Causality in Hate Speech
Kaelyn Lamp
Department of Linguistics
Cornell University

Limited work quantitatively analyzes how linguistic phenomena are used to manipulate the perception of causality and blame when expressing hate speech. Using annotated hate speech datasets, we conducted a corpus analysis of select causal constructions and strategies of indirect speech to see what syntactic choices were made by writers of hate speech when referencing minority (targeted) groups and majority groups. We found that hate speech tends to use causal constructions to minimize the causal responsibility of majority groups and indirect speech strategies such as word order and passivization to focus on the minority group’s involvement in events.


Event-Keyed Summarization
William Gantt
Department of Computer Science
University of Rochester

Traditional approaches to summarization in natural language processing focus on summarizing whole documents. As readers, however, we often seek information about a particular situation. This talk will discuss some recent work on a novel task we call event-keyed summarization, in which the aim is to generate summaries targeted to a specific situation described in a document, given the document and an event representation extracted from it. We describe a dataset for this task, a suite of computational experiments on that dataset, as well as the results of a user study, showing that event-keyed summarization represents an interesting new synthesis of both traditional summarization and event extraction.

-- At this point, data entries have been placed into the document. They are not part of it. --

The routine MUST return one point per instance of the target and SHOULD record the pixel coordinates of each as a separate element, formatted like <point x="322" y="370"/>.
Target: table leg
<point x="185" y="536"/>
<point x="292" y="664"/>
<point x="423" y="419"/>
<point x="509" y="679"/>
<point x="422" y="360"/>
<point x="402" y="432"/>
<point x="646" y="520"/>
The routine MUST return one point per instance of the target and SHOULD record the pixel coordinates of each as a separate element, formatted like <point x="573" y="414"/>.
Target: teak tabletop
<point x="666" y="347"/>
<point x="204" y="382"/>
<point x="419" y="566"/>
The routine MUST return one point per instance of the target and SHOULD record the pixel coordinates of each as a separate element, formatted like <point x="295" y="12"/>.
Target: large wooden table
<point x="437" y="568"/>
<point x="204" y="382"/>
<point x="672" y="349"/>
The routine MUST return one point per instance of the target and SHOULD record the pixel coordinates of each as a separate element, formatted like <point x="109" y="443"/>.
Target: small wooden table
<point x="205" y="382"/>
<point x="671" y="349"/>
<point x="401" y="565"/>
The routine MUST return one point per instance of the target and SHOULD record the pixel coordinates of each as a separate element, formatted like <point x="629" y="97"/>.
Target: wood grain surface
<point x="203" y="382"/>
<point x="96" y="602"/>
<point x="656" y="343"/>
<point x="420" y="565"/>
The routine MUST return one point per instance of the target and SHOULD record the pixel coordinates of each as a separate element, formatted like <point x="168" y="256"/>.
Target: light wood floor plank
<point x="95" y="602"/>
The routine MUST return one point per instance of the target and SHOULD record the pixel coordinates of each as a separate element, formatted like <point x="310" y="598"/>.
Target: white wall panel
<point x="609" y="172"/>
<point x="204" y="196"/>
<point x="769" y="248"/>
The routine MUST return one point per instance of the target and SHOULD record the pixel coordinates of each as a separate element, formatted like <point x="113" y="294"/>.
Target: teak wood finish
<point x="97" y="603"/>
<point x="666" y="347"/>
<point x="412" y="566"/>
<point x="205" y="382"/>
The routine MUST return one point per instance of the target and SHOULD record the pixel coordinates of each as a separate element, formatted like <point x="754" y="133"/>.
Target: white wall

FAMuS: Frames Across Multiple Sources
Alexander Martin
Department of Computer Science
University of Rochester

Understanding event descriptions is a central aspect of language processing, but current approaches focus overwhelmingly on single sentences or documents. Aggregating information about an event across documents can offer a much richer understanding. To this end, we present FAMuS, a new corpus of Wikipedia passages that report on some event, paired with underlying, genre-diverse (non-Wikipedia) source articles for the same event. Events and (cross-sentence) arguments in both report and source are annotated against FrameNet, providing broad coverage of different event types. We present results on two key event understanding tasks enabled by FAMuS: source validation – determining whether a document is a valid source for a target report event – and cross-document argument extraction – full-document argument extraction for a target event from both its report and the correct source article. We release both FAMuS and our models to support further research.


Probing Representations for Document-level Event Extraction
Barry Wang
Department of Computer Science
Cornell University

The probing classifiers framework has been employed for interpreting deep neural network models for a variety of natural language processing (NLP) applications. Studies, however, have largely focused on sentencelevel NLP tasks. This work is the first to apply the probing paradigm to representations learned for document-level information extraction (IE). We designed eight embedding probes to analyze surface, semantic, and event-understanding capabilities relevant to document-level event extraction. We apply them to the representations acquired by learning models from three different LLM-based document-level IE approaches on a standard dataset. We found that trained encoders from these models yield embeddings that can modestly improve argument detections and labeling but only slightly enhance event-level tasks, albeit trade-offs in information helpful for coherence and event-type prediction. We further found that encoder models struggle with document length and cross-sentence discourse.


Enhancing Language Model Representations with Attributed Network Embeddings
Jacob Matthews
Department of Romance Studies
Cornell University

Networks like citation graphs are rich sources of metatextual information, which may not be easily learnable from unstructured text data alone. Citation and publication events in particular can give valuable metatextual insight into a document’s social and temporal contexts. We will demonstrate a fast, simple, and interpretable method for generating embeddings from attributed networks. We then explore use cases for these attributed network embeddings on downstream tasks involving pretrained language models, such as authorship attribution and diachronic word embedding generation.